Ao esquadrinhar a alma, em busca de compreensão, nesse seu atento passeio, nos servindo de aplicado guia, Quintana dá de cara com “o desespero e a queixa de um estranho animal perdido, único sobrevivente de alguma espécie extinta, e que corre, corre, desesperado, noite em fora, como para escapar à sua orfandade e solidão de monstro”. E esse bicho... somos nós.

A seguir, esbarra em um dos quatro “gigantes da alma”, o medo, motivado ou sem motivo, de algo conhecido ou nem tanto:

“Medo de gesto
mudo.
Medo da fala
surda. “

Na sequência, tropeça no pé de outro titã, a ira, e nos aconselha a propósito: “Não te irrites por mais que te fizerem... Estuda a frio o coração alheio”. De repente, vislumbra a saudade e confessa, quase sem perceber, como que num monólogo:

“Hoje encontrei dentro de um, livro uma velha carta amarelecida,
rasguei-a sem procurar ao menos saber de quem seria.
Eu tenho um
medo
horrível
a essas marés montantes do passado...”

E Quintana segue sua ronda pelo vasto mundo dos sentimentos, às vezes cruzando com o “Anjo Malaquias”, outras chateado por ter que sacrificar o verbo: “Cada palavra é uma borboleta morta espetada na página: Por isso a palavra escrita é sempre triste...” De repente, constata o quão deliciosamente ridículos nos tornamos – e não importa nossa condição ou cultura – quando estamos amando. E confidencia:

“Se variam na casca, idêntico é o miolo.
Julguem-se, embora de diversa trama:
ninguém mais se parece a um verdadeiro tolo
que o mais sutil dos sábios quando ama”.

Súbito, o poeta pára. Vê, assustado, um intruso no telhado da casa em frente. Alarme! Seria um ladrão? Pode ser! Ou seria um louco, indiferente ao risco de quebrar o pescoço? Dúvida!

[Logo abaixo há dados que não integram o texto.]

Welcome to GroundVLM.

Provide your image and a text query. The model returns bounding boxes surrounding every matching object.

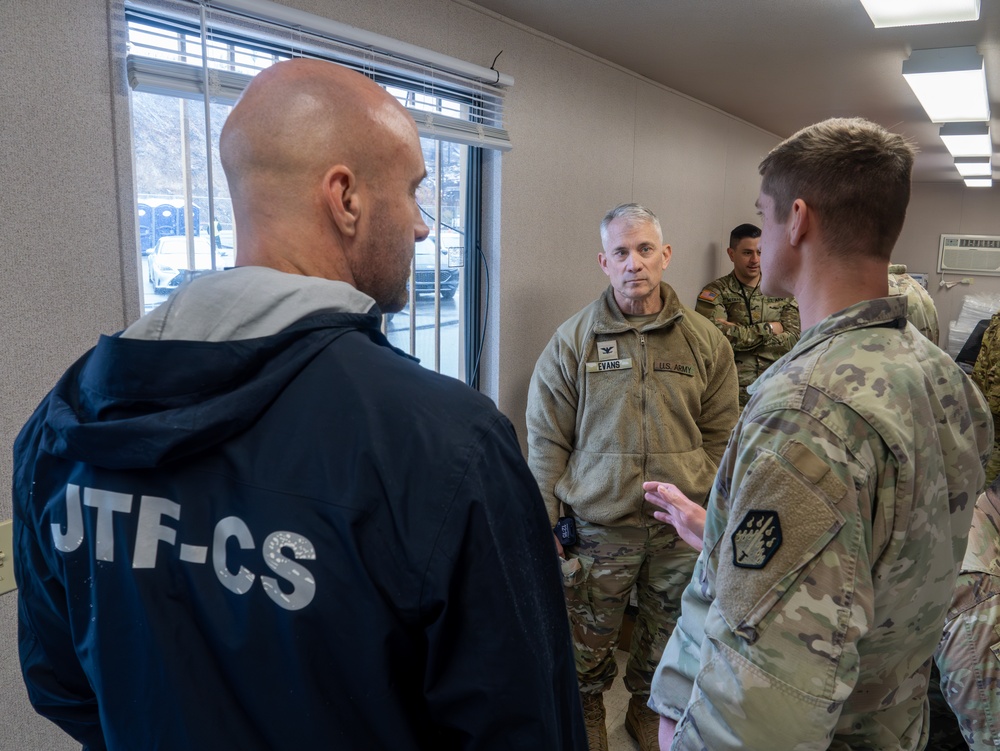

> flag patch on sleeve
[698,288,719,303]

Contudo, observando melhor, percebe tratar-se de algo ainda mais insólito. Olha, para se certificar, examina a figura, com toda a cautela, torna a olhar com atenção redobrada e conclui, sem ter mais dúvida alguma:

“Em cima do meu telhado,
pirulim, lulim, lulim,
um anjo todo molhado
soluça no seu flautim...”

Esse era Quintana: sábio, simples, bem-humorado, não raro irônico, mas, sobretudo, gênio na nobilíssima arte de poetar.